By Tien-Shun Lee
With mounds of snow still piled high, members of the Friends of Cunningham Park are looking forward to spring, when they plan to create a butterfly garden and install two bat houses in Cunningham Park.
The butterfly garden will be landscaped with six to 10 different kinds of plants and shrubs that are recommended for attracting butterflies, said Marc Haken, the president of the Friends of Cunningham Park, an organization that advocates for the park. It will be enclosed by a 20-by-20 picket fence and will include one or two benches and signs that describe the plants and butterflies.
“I have traveled around and I see things in different places, and I thought, ‘Gee, wouldn’t it be nice to have a butterfly garden in Cunningham Park?’” said Diane Cohen, the treasurer for the Friends of Cunningham Park, who came up with the idea for the garden.
“This will just be an open air garden with plants that hopefully will attract some pretty butterflies and be a place where people can relax and contemplate,” she said.
Cohen, who is also the district manager for Community Board 8, said her dream would be to see a whole nature center in the park, but that was a long way off.
For now, the Friends of Cunningham Park has secured $5,000 from Councilman David Weprin (D-Hollis) and $2,000 from Assemblyman Mark Weprin (D-Bayside) for the butterfly garden, which will most likely be located south of the playground on 193rd Street near Union Turnpike and north of the ballfields.
According to Frank Colella, the principal park supervisor for Cunningham Park, the species of plants that attract butterflies include butterfly weed, aster, Jupiter’s beard, summersweet, Joe Pye weed, bee balm, rhododendron, marigold, black-eyed Susan and sage.

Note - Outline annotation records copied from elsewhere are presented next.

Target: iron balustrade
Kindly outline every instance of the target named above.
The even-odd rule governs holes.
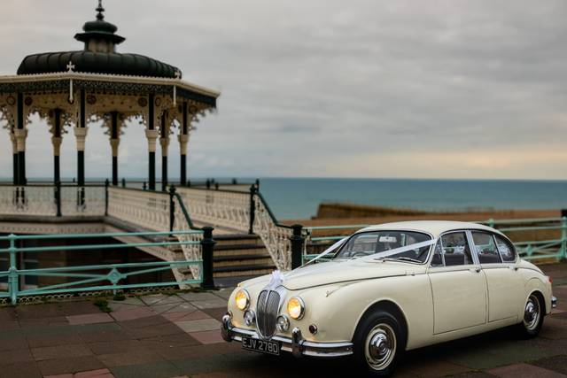
[[[173,237],[189,236],[190,235],[207,234],[201,242],[193,240],[171,241]],[[126,243],[112,244],[84,244],[84,245],[63,245],[44,247],[20,247],[20,241],[49,241],[56,239],[80,239],[80,238],[117,238],[137,236],[147,239],[143,243]],[[96,264],[87,266],[71,266],[44,267],[38,269],[20,269],[17,261],[23,253],[49,253],[51,251],[77,252],[92,250],[117,250],[125,248],[142,247],[169,247],[169,246],[199,246],[213,254],[214,241],[212,239],[212,229],[192,231],[171,231],[171,232],[138,232],[138,233],[112,233],[112,234],[70,234],[70,235],[15,235],[0,237],[0,241],[8,242],[8,248],[0,249],[0,256],[9,256],[9,268],[7,271],[0,271],[0,278],[7,278],[7,289],[0,291],[0,298],[9,298],[12,305],[16,305],[19,299],[30,296],[45,296],[58,294],[71,294],[88,291],[113,291],[139,289],[159,288],[164,286],[182,286],[199,284],[204,287],[211,287],[212,271],[203,269],[202,259],[184,259],[175,261],[135,262],[122,264]],[[195,266],[201,273],[198,276],[182,280],[167,282],[150,282],[140,283],[120,283],[124,280],[139,276],[141,274],[175,270],[180,268],[190,268]],[[100,273],[100,271],[105,271]],[[210,275],[210,276],[206,276]],[[20,289],[19,282],[22,277],[58,277],[66,281],[60,283],[38,286],[36,288]],[[76,280],[75,280],[76,279]],[[205,283],[205,284],[204,284]],[[214,284],[213,284],[214,286]]]

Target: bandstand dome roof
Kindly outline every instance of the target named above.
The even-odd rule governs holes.
[[[75,72],[159,78],[181,78],[181,71],[171,65],[139,54],[119,53],[115,46],[125,41],[116,35],[118,27],[105,20],[99,0],[97,19],[86,22],[83,33],[74,38],[84,42],[84,50],[43,52],[24,58],[18,74],[66,72],[71,62]]]

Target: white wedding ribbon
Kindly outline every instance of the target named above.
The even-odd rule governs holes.
[[[322,253],[315,256],[313,259],[307,261],[304,265],[304,266],[308,265],[308,264],[310,264],[311,262],[313,262],[315,260],[317,260],[317,259],[322,258],[323,256],[326,256],[329,253],[332,252],[337,248],[338,248],[340,246],[340,244],[345,243],[345,241],[346,239],[348,239],[348,237],[346,237],[346,238],[341,239],[338,242],[335,243],[333,245],[331,245],[330,247],[329,247],[328,249],[323,251]],[[368,258],[376,259],[376,258],[388,258],[390,256],[397,255],[399,253],[408,252],[408,251],[410,251],[418,250],[420,248],[428,247],[430,245],[435,244],[436,243],[437,243],[437,239],[426,240],[425,242],[416,243],[413,243],[413,244],[405,245],[403,247],[394,248],[393,250],[390,250],[390,251],[384,251],[382,252],[372,253],[371,255],[364,256],[362,258],[365,258],[365,259],[368,259]]]

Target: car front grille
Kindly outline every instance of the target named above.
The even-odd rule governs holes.
[[[277,291],[262,290],[258,297],[257,322],[258,331],[263,338],[270,338],[276,333],[276,320],[280,305]]]

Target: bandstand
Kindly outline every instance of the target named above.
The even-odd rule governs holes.
[[[6,121],[13,152],[13,184],[25,186],[26,139],[33,113],[50,127],[53,145],[53,181],[60,181],[59,151],[66,134],[77,146],[76,177],[85,184],[84,152],[89,125],[103,121],[112,150],[112,184],[118,185],[119,144],[122,127],[139,121],[148,141],[149,189],[156,189],[156,144],[161,145],[163,188],[167,184],[167,150],[176,135],[181,150],[181,182],[187,180],[187,145],[191,124],[216,107],[219,92],[183,81],[175,66],[139,54],[120,53],[125,38],[105,20],[99,3],[97,19],[84,24],[74,38],[84,44],[75,51],[33,54],[18,74],[0,77],[0,112]]]
[[[101,279],[116,285],[131,274],[120,271],[126,266],[130,269],[134,264],[146,271],[139,264],[140,258],[147,258],[134,252],[153,258],[149,262],[153,266],[165,264],[158,270],[169,269],[178,283],[203,282],[204,270],[214,270],[215,277],[245,277],[276,267],[289,269],[292,228],[278,223],[258,182],[238,184],[235,180],[199,186],[188,180],[187,152],[193,125],[216,110],[220,93],[183,81],[181,70],[174,66],[144,55],[118,52],[125,38],[105,19],[101,1],[96,11],[96,20],[86,22],[83,32],[74,36],[83,43],[83,50],[29,55],[16,75],[0,76],[0,126],[6,129],[12,145],[12,157],[9,151],[0,153],[2,158],[13,160],[12,182],[0,183],[0,304],[17,292],[14,288],[19,285],[20,289],[30,285],[60,288],[61,280],[67,278],[58,278],[53,286],[53,276],[77,275],[61,271],[77,264],[108,268]],[[51,135],[52,182],[28,180],[26,173],[26,155],[33,153],[26,146],[33,114],[47,121]],[[112,151],[112,174],[105,182],[89,180],[85,172],[89,128],[100,123]],[[127,124],[144,128],[148,160],[147,173],[139,174],[147,174],[143,186],[119,181],[119,145]],[[76,181],[64,182],[59,168],[61,142],[73,136],[77,148]],[[172,138],[180,145],[180,180],[175,183],[167,172]],[[162,165],[159,179],[156,178],[158,143]],[[218,251],[214,258],[211,252],[205,258],[205,248],[214,245],[213,229]],[[50,235],[65,235],[57,241],[62,246],[60,251],[46,247],[58,257],[44,258],[42,253],[30,257],[26,252],[29,237],[39,235],[32,245],[41,249],[53,242]],[[95,239],[102,236],[107,243],[126,244],[131,250],[129,255],[119,253],[122,250],[118,247],[110,258],[101,252],[103,247],[80,258],[69,253],[77,250],[74,241],[78,237],[97,244],[99,242]],[[22,252],[19,259],[14,257],[18,251]],[[10,252],[10,258],[2,252]],[[128,264],[119,266],[116,261]],[[30,283],[19,275],[35,272],[39,276],[35,267],[50,264],[59,270],[42,270],[47,278]],[[3,285],[12,278],[8,285],[12,289],[3,292]],[[16,301],[12,297],[12,303]]]

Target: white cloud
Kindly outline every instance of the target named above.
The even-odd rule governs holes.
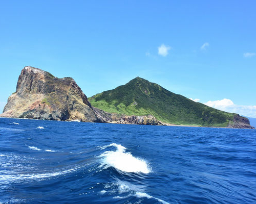
[[[205,42],[203,45],[201,46],[201,49],[206,49],[206,47],[210,46],[208,42]]]
[[[168,51],[172,47],[170,46],[162,44],[161,46],[158,47],[158,55],[166,57],[168,55]]]
[[[252,57],[256,55],[256,53],[244,53],[244,57],[246,58]]]
[[[256,106],[237,105],[230,99],[227,98],[214,101],[209,100],[204,104],[221,111],[256,118]]]
[[[193,99],[192,98],[189,98],[190,100],[194,100],[195,102],[198,102],[199,100],[200,100],[200,99],[199,98],[195,98],[195,99]]]

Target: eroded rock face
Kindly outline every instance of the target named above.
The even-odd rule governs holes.
[[[9,97],[0,116],[98,121],[87,97],[72,78],[58,79],[30,66],[22,70],[16,92]]]
[[[59,79],[47,71],[30,66],[26,66],[22,70],[16,92],[9,97],[0,117],[124,124],[161,124],[152,116],[118,115],[94,108],[72,78]]]
[[[248,118],[240,116],[239,114],[234,115],[232,122],[229,122],[227,128],[254,129],[254,127],[250,126],[250,121]]]

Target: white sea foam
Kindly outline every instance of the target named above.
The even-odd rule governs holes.
[[[104,185],[104,193],[117,195],[113,197],[115,199],[123,199],[131,196],[135,196],[141,198],[146,197],[148,199],[154,199],[163,204],[169,204],[168,202],[161,199],[152,196],[144,192],[145,186],[132,184],[127,182],[118,180],[117,183],[106,184]],[[102,194],[102,193],[100,193]]]
[[[45,151],[51,151],[52,152],[56,152],[56,151],[55,151],[54,150],[51,150],[51,149],[45,149]]]
[[[112,166],[128,172],[148,173],[150,172],[144,160],[133,156],[131,152],[125,152],[126,148],[120,144],[112,143],[101,147],[101,149],[110,146],[116,147],[117,149],[116,151],[106,151],[100,156],[102,158],[101,166]]]
[[[40,150],[41,150],[41,149],[39,149],[39,148],[37,148],[36,147],[34,147],[34,146],[29,146],[28,147],[30,149],[33,149],[33,150],[37,150],[37,151],[40,151]]]

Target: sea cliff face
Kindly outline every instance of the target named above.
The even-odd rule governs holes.
[[[71,78],[26,66],[0,117],[113,123],[161,124],[152,116],[110,114],[94,108]]]
[[[145,80],[139,78],[137,78],[135,80],[136,82],[138,80],[142,82],[146,81]],[[131,82],[134,81],[135,80],[132,80]],[[150,84],[151,86],[151,84]],[[129,84],[129,83],[127,84]],[[145,87],[143,87],[143,90],[140,87],[139,90],[137,91],[138,93],[136,93],[137,95],[135,94],[133,98],[136,98],[136,99],[139,101],[140,98],[139,96],[140,96],[140,98],[145,98],[145,99],[144,98],[144,100],[142,100],[142,102],[140,101],[139,103],[135,103],[132,100],[131,102],[130,101],[132,105],[130,106],[132,107],[132,108],[133,107],[133,108],[134,109],[135,106],[137,107],[139,106],[141,104],[145,105],[146,104],[147,101],[153,100],[154,103],[152,104],[154,105],[155,106],[157,106],[158,109],[162,108],[163,110],[163,114],[166,114],[166,110],[169,108],[167,106],[168,101],[169,100],[163,100],[163,101],[165,101],[163,103],[162,102],[163,100],[161,100],[161,97],[162,97],[162,96],[164,95],[164,94],[168,96],[170,94],[171,96],[173,95],[176,97],[176,94],[171,92],[169,93],[168,91],[165,90],[158,85],[152,84],[154,87],[156,87],[157,88],[154,89],[153,91],[148,88],[147,89],[151,91],[146,91],[147,89],[145,89]],[[137,87],[140,84],[137,82],[135,85],[136,87]],[[129,87],[132,90],[136,90],[133,85],[132,85],[133,86],[130,86],[130,86]],[[146,87],[145,86],[144,86]],[[150,86],[149,88],[151,88],[151,87]],[[148,98],[148,99],[144,97],[144,96],[142,96],[144,97],[143,98],[141,96],[141,93],[140,93],[141,89],[143,91],[143,94],[145,95],[146,96],[150,92],[151,94],[154,94],[154,97]],[[164,90],[166,93],[162,93],[161,92],[162,91],[162,90]],[[109,91],[111,91],[111,90],[105,92],[108,93]],[[132,92],[128,91],[128,93],[131,92]],[[121,91],[121,93],[122,95],[126,94],[124,91]],[[113,96],[117,94],[113,94]],[[117,95],[118,96],[119,95],[117,94]],[[193,104],[191,104],[191,106],[188,106],[186,104],[187,103],[183,103],[182,104],[183,106],[181,106],[182,108],[184,109],[185,106],[188,106],[189,109],[191,109],[191,111],[196,111],[197,110],[196,108],[197,107],[197,106],[200,106],[194,101],[191,101],[190,100],[186,99],[186,98],[184,96],[178,95],[176,97],[178,97],[178,99],[181,97],[181,99],[183,99],[183,100],[185,100],[186,101],[187,100],[189,103]],[[174,104],[175,104],[175,99],[176,98],[174,96],[173,96],[174,99],[173,100],[174,101]],[[183,99],[183,98],[185,99]],[[118,98],[120,99],[121,98]],[[129,99],[130,98],[128,97],[127,98]],[[181,100],[181,99],[180,99],[179,100]],[[159,100],[161,100],[161,103],[158,104],[158,103]],[[179,102],[178,100],[177,101]],[[125,104],[125,103],[123,104]],[[179,104],[179,103],[177,104]],[[153,106],[153,107],[155,106]],[[166,110],[164,108],[165,107],[167,107]],[[224,122],[227,121],[226,124],[225,125],[226,128],[253,128],[250,125],[249,120],[239,116],[238,114],[224,112],[223,113],[221,111],[209,107],[207,108],[205,106],[204,107],[205,108],[211,109],[211,111],[212,110],[214,113],[216,112],[217,113],[220,112],[222,114],[228,114],[230,116],[229,116],[229,118],[229,118],[229,120],[226,120],[225,117],[222,117],[223,118],[220,117],[220,114],[211,114],[209,111],[208,112],[204,112],[204,113],[204,113],[203,115],[202,115],[203,117],[201,115],[199,116],[201,120],[203,120],[203,122],[205,122],[206,119],[209,120],[209,118],[211,120],[216,119],[220,119],[220,119],[223,119]],[[150,108],[150,106],[149,107]],[[162,122],[157,117],[157,115],[156,116],[156,115],[148,114],[146,112],[143,115],[136,115],[137,112],[135,111],[134,115],[127,115],[125,113],[110,113],[106,112],[108,111],[105,110],[104,111],[101,109],[103,109],[96,108],[91,105],[86,95],[72,78],[64,78],[59,79],[55,77],[49,72],[31,66],[26,66],[22,70],[20,75],[18,78],[16,92],[9,97],[7,104],[5,107],[3,114],[0,115],[0,117],[54,120],[79,120],[84,122],[155,125],[174,125],[174,124],[166,124],[166,123]],[[147,110],[146,108],[142,109],[144,110]],[[156,111],[151,111],[151,112],[155,113],[157,112]],[[151,112],[151,111],[149,111],[149,112]],[[172,114],[176,114],[176,112],[173,111]],[[198,112],[197,111],[196,113],[198,114]],[[179,113],[178,112],[177,113]],[[188,117],[188,115],[185,114],[183,116],[183,117]],[[203,119],[204,118],[204,117],[205,117],[205,119]],[[177,118],[179,118],[178,116]],[[196,117],[195,118],[196,119]],[[190,119],[192,119],[190,118]],[[198,125],[196,124],[193,126],[214,126],[209,125],[208,124],[210,123],[204,123],[202,125],[198,123]]]

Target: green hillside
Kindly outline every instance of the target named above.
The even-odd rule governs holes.
[[[195,102],[139,77],[89,100],[109,113],[151,114],[162,122],[176,124],[224,127],[232,122],[236,115]]]

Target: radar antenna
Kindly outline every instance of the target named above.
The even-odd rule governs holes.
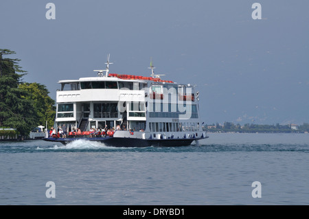
[[[105,77],[108,77],[108,71],[109,71],[109,65],[110,64],[113,64],[113,62],[109,62],[109,57],[110,57],[111,54],[107,55],[107,62],[105,62],[105,64],[106,65],[106,69],[105,70],[93,70],[93,71],[98,71],[98,77],[103,77],[103,71],[106,71],[106,73],[105,75]]]
[[[148,67],[148,69],[151,69],[151,75],[150,75],[150,76],[154,78],[160,78],[160,76],[165,76],[165,75],[155,75],[154,74],[154,71],[153,69],[154,69],[155,67],[153,67],[152,57],[150,58],[150,67]]]

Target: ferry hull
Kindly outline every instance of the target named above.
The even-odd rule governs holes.
[[[45,138],[44,141],[59,142],[64,145],[78,140],[98,141],[112,147],[176,147],[189,146],[194,140],[198,139],[143,139],[126,137],[77,137],[77,138]]]

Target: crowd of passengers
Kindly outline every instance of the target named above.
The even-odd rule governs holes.
[[[49,130],[49,137],[55,138],[65,138],[67,137],[74,136],[87,136],[89,137],[105,137],[106,136],[113,137],[114,133],[117,130],[126,130],[126,127],[124,126],[120,129],[119,126],[117,126],[116,129],[114,127],[108,128],[107,125],[105,125],[105,128],[99,128],[96,130],[95,128],[91,128],[90,131],[82,132],[80,128],[73,128],[71,130],[67,132],[67,126],[63,125],[59,126],[57,128],[52,127]]]

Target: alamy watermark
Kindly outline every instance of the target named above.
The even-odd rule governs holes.
[[[46,198],[56,198],[56,184],[53,181],[46,183],[45,187],[49,187],[45,192]]]
[[[46,12],[45,17],[47,20],[56,19],[56,5],[54,3],[47,3],[45,8],[48,9]]]
[[[252,198],[262,198],[262,184],[259,181],[252,183],[251,187],[255,188],[252,190]]]

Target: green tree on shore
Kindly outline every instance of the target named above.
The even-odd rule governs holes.
[[[46,115],[54,116],[54,102],[47,97],[48,91],[44,85],[23,84],[21,78],[26,71],[18,65],[20,60],[3,57],[14,54],[0,49],[0,126],[14,128],[21,136],[27,137],[33,128],[42,124],[40,119]],[[38,93],[28,89],[36,86],[41,99]],[[48,120],[46,117],[45,119]]]
[[[45,126],[47,121],[48,127],[53,126],[56,115],[55,101],[48,95],[49,92],[46,86],[36,82],[25,82],[19,84],[19,88],[30,93],[24,98],[33,103],[38,124]]]

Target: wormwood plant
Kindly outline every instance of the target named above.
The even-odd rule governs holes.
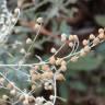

“They’re mostly perennials and some shrubs,” Colella said. “You plant species that attract butterflies, and that’s all there is to it.”
Planting will most likely be done by a private landscaper who has agreed to volunteer his services free of charge, Haken said. If things go according to plan, planting will begin in March or April and the garden will be ready by May or June.
Locations are still being scouted for two bat houses, which will be installed on top of 10- to 12-foot pipes in the back woods, away from trails.
“It’ll be fabulous because it will give the bats a place to nest, and bats eat many, many mosquitoes,” Cohen said. “And we know we have bats in Cunningham Park.”
The bat houses will be installed by Joseph Butera, a naturalist and electrician from Bellerose who proposed the idea to the Friends of Cunningham Park.
Bats eat five or six times their body weight in mosquitoes every night, Haken said.
If the bat houses and butterfly garden are successful, the Friends of Cunningham Park hopes to gather funds in the future to create a song bird grove.
“We are continually trying to improve the park and make it a key park,” Haken said.